En ce début de Carême, nous devons bien prendre garde à l’esprit dans lequel l’Eglise veut nous faire vivre cette quarantaine. Les lectures nous montrent avec la première, que Dieu fait Alliance avec l’homme ; ensuite, Pierre nous parle du Baptême et de la Résurrection ; l’Evangile enfin nous parle de Jésus qui annonce le Royaume. Ce qui doit donc présider à notre entrée en Carême, à notre réflexion, et à notre action quadragésimale, c’est cet Amour que Dieu nous porte pour nous donner la Vie par l’intermédiaire de Jésus.

Le Carême n’est pas le Ramadan, n’en déplaise à certains. Ce temps est, avant tout, un temps christique : nous entrons en Carême parce que Jésus y est entré. C’est un temps d’amour, et je dirais même de joie parce qu’il fait référence à l’Alliance que Dieu veut faire avec nous.

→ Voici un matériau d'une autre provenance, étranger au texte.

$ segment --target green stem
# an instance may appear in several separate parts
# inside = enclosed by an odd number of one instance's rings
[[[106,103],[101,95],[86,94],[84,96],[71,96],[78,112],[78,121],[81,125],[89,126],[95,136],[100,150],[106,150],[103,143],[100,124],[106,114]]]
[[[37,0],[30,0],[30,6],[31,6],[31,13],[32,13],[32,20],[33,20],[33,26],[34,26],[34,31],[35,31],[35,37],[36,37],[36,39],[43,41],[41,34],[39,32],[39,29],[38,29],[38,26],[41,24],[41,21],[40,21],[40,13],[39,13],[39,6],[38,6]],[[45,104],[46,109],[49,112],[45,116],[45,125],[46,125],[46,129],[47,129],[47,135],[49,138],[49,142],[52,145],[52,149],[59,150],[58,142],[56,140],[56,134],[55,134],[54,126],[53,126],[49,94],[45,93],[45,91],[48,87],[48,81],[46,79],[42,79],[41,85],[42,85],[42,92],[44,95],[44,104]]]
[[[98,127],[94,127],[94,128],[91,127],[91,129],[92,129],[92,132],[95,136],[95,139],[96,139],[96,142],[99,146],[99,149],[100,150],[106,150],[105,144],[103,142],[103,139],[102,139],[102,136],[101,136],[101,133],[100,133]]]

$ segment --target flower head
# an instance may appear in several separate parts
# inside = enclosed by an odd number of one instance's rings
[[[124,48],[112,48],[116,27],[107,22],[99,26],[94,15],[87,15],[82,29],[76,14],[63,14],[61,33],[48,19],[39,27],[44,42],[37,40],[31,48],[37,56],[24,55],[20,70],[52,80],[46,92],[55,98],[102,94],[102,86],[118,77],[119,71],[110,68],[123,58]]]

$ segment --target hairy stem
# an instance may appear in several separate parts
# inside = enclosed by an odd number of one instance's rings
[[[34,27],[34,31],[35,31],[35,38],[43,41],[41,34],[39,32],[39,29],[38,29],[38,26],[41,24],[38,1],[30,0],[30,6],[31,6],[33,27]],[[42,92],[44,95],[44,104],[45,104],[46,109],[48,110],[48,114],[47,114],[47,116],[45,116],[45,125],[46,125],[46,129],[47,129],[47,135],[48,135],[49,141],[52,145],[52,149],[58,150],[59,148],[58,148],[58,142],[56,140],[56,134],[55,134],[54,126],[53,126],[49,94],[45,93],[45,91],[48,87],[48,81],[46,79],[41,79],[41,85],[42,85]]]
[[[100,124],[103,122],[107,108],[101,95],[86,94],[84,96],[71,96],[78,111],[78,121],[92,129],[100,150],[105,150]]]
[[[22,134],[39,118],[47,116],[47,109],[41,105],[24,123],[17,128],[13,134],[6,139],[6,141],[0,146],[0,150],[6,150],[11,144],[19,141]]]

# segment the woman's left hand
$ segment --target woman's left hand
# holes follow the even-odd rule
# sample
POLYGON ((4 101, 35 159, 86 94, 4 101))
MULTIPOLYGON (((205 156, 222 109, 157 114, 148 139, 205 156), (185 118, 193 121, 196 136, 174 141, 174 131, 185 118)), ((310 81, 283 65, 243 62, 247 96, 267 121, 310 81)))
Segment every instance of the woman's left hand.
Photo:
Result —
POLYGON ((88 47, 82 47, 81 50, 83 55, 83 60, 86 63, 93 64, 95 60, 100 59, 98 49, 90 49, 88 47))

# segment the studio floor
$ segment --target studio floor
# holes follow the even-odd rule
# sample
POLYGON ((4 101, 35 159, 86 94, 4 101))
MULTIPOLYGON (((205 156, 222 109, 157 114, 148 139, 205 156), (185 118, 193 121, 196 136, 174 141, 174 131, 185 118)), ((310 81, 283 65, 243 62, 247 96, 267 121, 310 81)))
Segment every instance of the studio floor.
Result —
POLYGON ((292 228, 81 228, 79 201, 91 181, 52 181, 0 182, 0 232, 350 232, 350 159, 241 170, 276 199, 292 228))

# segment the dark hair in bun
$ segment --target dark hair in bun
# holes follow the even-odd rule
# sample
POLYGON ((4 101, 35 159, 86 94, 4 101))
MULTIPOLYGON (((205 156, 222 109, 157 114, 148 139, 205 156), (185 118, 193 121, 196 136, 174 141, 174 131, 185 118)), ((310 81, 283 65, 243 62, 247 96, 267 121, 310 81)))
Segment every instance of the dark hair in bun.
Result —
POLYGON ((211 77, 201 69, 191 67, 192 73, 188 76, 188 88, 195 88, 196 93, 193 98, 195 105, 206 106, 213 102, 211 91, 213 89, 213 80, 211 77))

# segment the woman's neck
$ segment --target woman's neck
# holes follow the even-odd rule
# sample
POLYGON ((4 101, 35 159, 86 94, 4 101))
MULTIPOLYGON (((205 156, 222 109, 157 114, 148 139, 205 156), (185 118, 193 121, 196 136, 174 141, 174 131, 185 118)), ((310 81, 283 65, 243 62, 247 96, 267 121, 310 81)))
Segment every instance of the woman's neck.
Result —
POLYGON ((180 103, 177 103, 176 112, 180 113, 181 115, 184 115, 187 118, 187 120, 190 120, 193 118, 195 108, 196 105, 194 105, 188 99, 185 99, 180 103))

« On appellera ta terre épousée… »

Car le Carême, c’est bien cela. Il est centré sur cette Alliance dont nous parle le livre de la Genèse. L’Alliance c’est l’élection puisque le mot hébreu qui exprime l’Alliance vient du mot hébreu qui signifie le choix, l’élection d’une personne, d’une famille ; et donc ici le choix par Dieu d’un peuple et finalement du monde à travers Adam, Noé, Abraham, Moïse, Israël et l’Eglise.

C’est un choix tout gratuit que Dieu fait de toute éternité pour être en communion avec nous, plus exactement pour donner à l’homme la communion avec Dieu, pour lui donner la Vie, d’où le symbolisme très fort de l’eau du déluge qui est destructrice, c’est vrai, mais qui est aussi le lieu de la fécondité… Si Dieu fait alliance avec l’homme, c’est pour être un avec lui, comme l’homme fait alliance avec la femme pour ne faire avec elle qu’une seule chair.

« L’Esprit pousse Jésus au désert… »

Voilà donc ce qui définit la relation de Dieu et de l’homme à travers toute la Bible. En fonction de cette définition, quelle est la place, quelle est la raison, quelle est la fonction de notre Baptême ?

A quoi sert notre Baptême puisque Dieu a fait alliance avec l’homme ? Puisque Dieu a choisi l’homme pour lui donner tout Son Amour, pour communier avec Lui à Sa vie parfaite.

Nous saisirons le sens du Baptême en nous posant une autre question : pourquoi Jésus est-il entré au désert ? Et c’est la question du Carême…

Oui, nous entrons en Carême parce que Jésus est entré au désert. Mais pourquoi le Christ est-il parti au désert ?

Le Christ y a été « poussé », selon l’expression de Saint Marc. Il a été poussé par l’Esprit au désert comme Adam a été ‘poussé’ hors du Paradis parce qu’il avait rompu l’alliance.

« Afin de vous introduire devant Dieu… »

Jésus est littéralement jeté dans le désert pour y rencontrer quelqu’un dont nous ne pouvons pas faire l’économie : Satan, le Mauvais, celui qui est l’anti-Dieu. Ne demandera-t-il pas au Fils de l’Homme de se mettre à genoux et de se prosterner devant lui ?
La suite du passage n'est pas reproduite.